Students had begun to talk more openly about self-deportation. Pressure to abandon school for work grew as students confronted their diminished prospects for building a future in the U.S. And ELLIS’ enrollment, like that at immigrant-heavy schools across the city, has declined as border crossings slowed to a trickle.
Many of the ELLIS students who greeted Dylan Tuesday with tearful hugs and exclamations like “bienvenidos, loco!” (welcome back, crazy!) had endured their own brushes with immigration enforcement.

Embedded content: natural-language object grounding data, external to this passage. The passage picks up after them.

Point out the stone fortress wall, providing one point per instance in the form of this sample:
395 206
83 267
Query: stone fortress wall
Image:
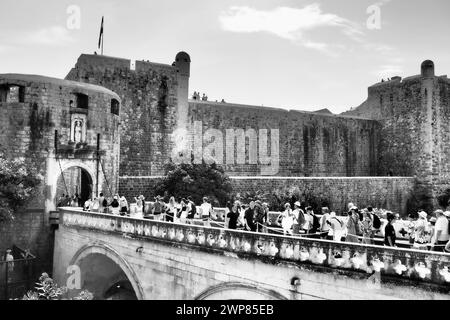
310 144
135 109
415 137
37 117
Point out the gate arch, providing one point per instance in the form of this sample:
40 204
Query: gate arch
101 248
239 291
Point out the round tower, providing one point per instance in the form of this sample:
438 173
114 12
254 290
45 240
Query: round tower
427 69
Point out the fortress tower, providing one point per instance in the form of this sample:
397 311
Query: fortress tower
69 132
415 136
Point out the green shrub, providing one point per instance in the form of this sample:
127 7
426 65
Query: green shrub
197 181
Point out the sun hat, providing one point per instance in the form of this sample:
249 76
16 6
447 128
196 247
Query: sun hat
423 214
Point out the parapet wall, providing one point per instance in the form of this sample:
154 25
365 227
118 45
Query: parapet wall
190 259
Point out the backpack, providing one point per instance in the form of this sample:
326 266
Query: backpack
376 222
316 223
193 209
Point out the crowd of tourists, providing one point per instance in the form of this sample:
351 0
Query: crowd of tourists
363 226
422 231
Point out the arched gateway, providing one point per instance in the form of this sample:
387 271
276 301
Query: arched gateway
106 274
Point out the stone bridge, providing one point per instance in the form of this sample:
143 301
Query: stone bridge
151 259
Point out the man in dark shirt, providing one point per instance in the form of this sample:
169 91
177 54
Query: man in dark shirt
250 224
389 231
158 207
233 215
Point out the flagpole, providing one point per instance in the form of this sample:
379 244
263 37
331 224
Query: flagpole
103 36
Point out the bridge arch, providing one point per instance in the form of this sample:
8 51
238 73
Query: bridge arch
239 291
88 259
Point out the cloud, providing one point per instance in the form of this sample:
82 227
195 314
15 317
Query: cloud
388 71
287 23
3 48
54 35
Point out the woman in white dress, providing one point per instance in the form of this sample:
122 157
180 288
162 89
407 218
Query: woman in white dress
139 207
287 219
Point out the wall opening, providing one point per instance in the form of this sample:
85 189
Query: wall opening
115 106
105 278
74 181
82 101
12 93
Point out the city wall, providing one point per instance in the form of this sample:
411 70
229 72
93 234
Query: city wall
37 116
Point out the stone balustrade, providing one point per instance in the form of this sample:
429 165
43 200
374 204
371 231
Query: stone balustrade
421 267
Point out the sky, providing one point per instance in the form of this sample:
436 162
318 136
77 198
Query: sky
292 54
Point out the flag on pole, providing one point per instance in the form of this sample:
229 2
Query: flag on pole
101 35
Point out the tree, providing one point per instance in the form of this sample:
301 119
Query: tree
197 181
47 289
18 184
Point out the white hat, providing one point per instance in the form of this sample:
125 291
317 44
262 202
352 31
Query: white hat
423 214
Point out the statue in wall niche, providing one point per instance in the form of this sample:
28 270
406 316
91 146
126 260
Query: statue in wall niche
78 131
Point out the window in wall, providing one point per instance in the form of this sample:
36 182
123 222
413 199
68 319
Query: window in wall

Dylan saw a friend whose mother was deported while he was in detention, leaving her without a way to pay rent or look after her toddler during school hours. Dylan’s friend Bridget is considering returning to Ecuador in part because of the fear of ICE. Another student saw Dylan’s ankle monitor and asked a staff member what the device did, adding that her dad had one too, Bernard said.
And when Dylan greeted two fellow Venezuelan students, one asked if he’d had to sleep on the floor — noting that’s where he’d slept after being detained while crossing the border. “I know the floor,” Dylan responded with a wry smile.
During lunch time, Dylan settled into a booth with friends and munched on mozzarella sticks. He had a newfound appreciation for school cafeteria food.
His friendships were what Dylan missed most about ELLIS, and there was lots to catch up on. The conversation soon turned to an ordinary high school concern: Dylan had to figure out what color to dye his hair next.